10.1. Public procurement means the process by which government or state authorities purchase goods and services from the private players. Generally, a tender floated by any government organisation for any product or service can be termed as a public procurement.
10.2. With respect to public procurements, start-ups are exempted from having a prior experience or turnover subject to the meeting of quality and technical specification requirement. However, in cases where involving procurement of items related to public safety, health, etc., the procuring entity may prefer the vendor to have prior experience and may not allow these relaxations to start-ups.
10.3. Further, recognised start-ups are also exempted from submitting Earnest Money Deposit or bid security while filing government tenders.
- Can a start-up enter a scheme of mergers or amalgamation?
As per the recent amendment to the Companies (Compromise, Arrangements and Amalgamation) Rules, 2016, framed under the Companies Act, 2013, a scheme of merger or amalgamation may be entered into between:
(a) Two or more start-up companies; or
(b) One or more start-up company with one or more small companies.
- What are other government schemes for the benefit of start-ups in India?
There are around 125 schemes split under various ministries/ departments of the government of India for the benefit of start-ups. Some of major schemes for benefits of start-ups include:
(a) Venture Capital Assistance Scheme of Ministry of Agriculture to assist entrepreneurs in the agricultural space in setting up agribusiness projects. The details of the scheme can be accessed here.

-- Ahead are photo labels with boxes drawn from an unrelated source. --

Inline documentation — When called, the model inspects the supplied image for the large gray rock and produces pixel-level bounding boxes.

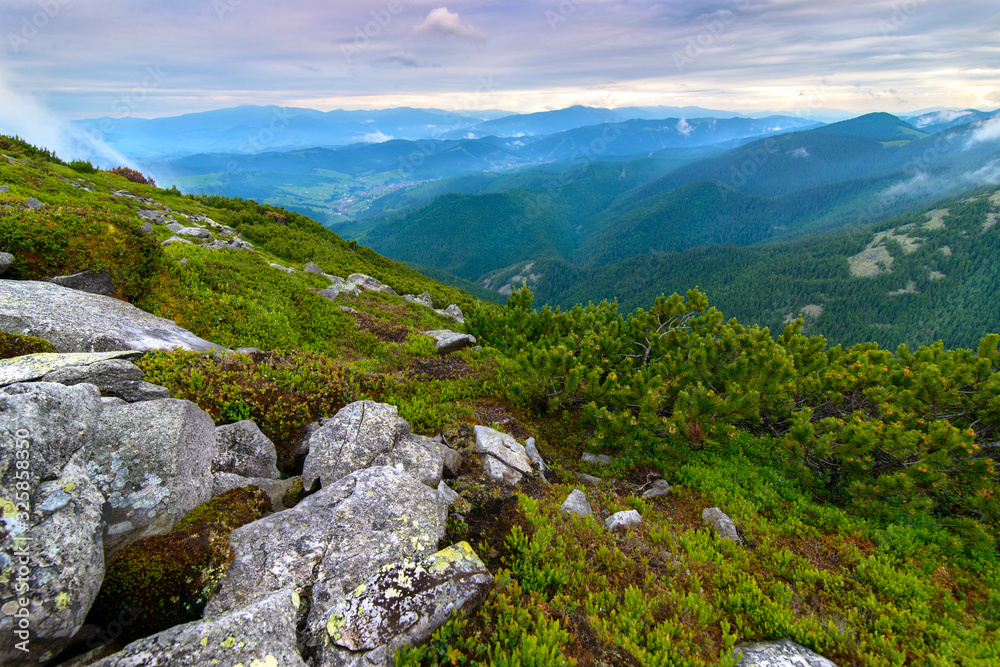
[320,542,493,667]
[212,419,281,479]
[93,590,306,667]
[87,398,216,559]
[302,401,444,489]
[0,351,142,386]
[472,426,532,484]
[42,359,170,403]
[0,280,224,352]
[701,507,743,544]
[49,270,115,296]
[424,329,476,354]
[205,466,447,623]
[559,489,594,516]
[212,472,301,512]
[347,273,398,296]
[733,639,837,667]
[0,383,104,665]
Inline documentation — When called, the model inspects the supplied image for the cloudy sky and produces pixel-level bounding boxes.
[0,0,1000,119]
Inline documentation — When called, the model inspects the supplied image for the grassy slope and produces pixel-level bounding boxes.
[0,137,1000,665]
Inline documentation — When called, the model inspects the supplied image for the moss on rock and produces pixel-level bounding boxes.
[0,331,57,359]
[87,486,271,643]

(b) Support for International Patent Protection in Electronics and Information Technology by the Ministry of Electronics and Information Technology. This scheme provides financial support to Micro, Small and Medium Enterprises (“MSME”) and technology start-up units for international patent filing. The details of the scheme can be accessed here.
(c) Refinance scheme of Indian Renewable Energy Development Agency Limited under the support by the National Clean Energy Fund. The details relating to the scheme can be accessed here.
(d) Dairy Entrepreneurship Development Scheme by the department of Animal Husbandry, dairying and fisheries for generating self-employment opportunities in dairy sector covering activities such as enhancement of milk production procurement, preservation, transportation, processing and marketing of milk. The details relating to the scheme can be accessed here.
(e) Revamped Scheme of Fund for Regeneration of Traditional Industries by the Ministry of MSME. The details relating to the scheme can be accessed here.
(f) Multiplier Grants Scheme by the Department of Electronics and Information Technology to encourage collaborative R&D between industry and academics/ R&D institutions for development of products and packages. The details relating to the scheme can be accessed here.
(g) Biotechnology Industry Partnership Programme focused on creation of intellectual property, the ownership of which vests with the Indian industry / scientists. The details of the scheme can be accessed here.
(h) The Small Business Innovation Research Initiative scheme of Ministry of Science and Technology, under the Department of Biotechnology to boost public-private partnership efforts, to support new indigenous technologies relating to societal needs in the healthcare, food, agriculture and other sectors. The details of the scheme can be accessed here.
(i) Stand up India scheme by SIDBI to facilitate bank loans between INR 1 million to INR 10 million. The details of the scheme are available here.
(j) Promoting Innovations in Individuals, Start-ups and MSMEs Department of Science & Industrial Research to support individual innovators which will enable them to achieve the agenda of inclusive development. The details of the scheme can be accessed here.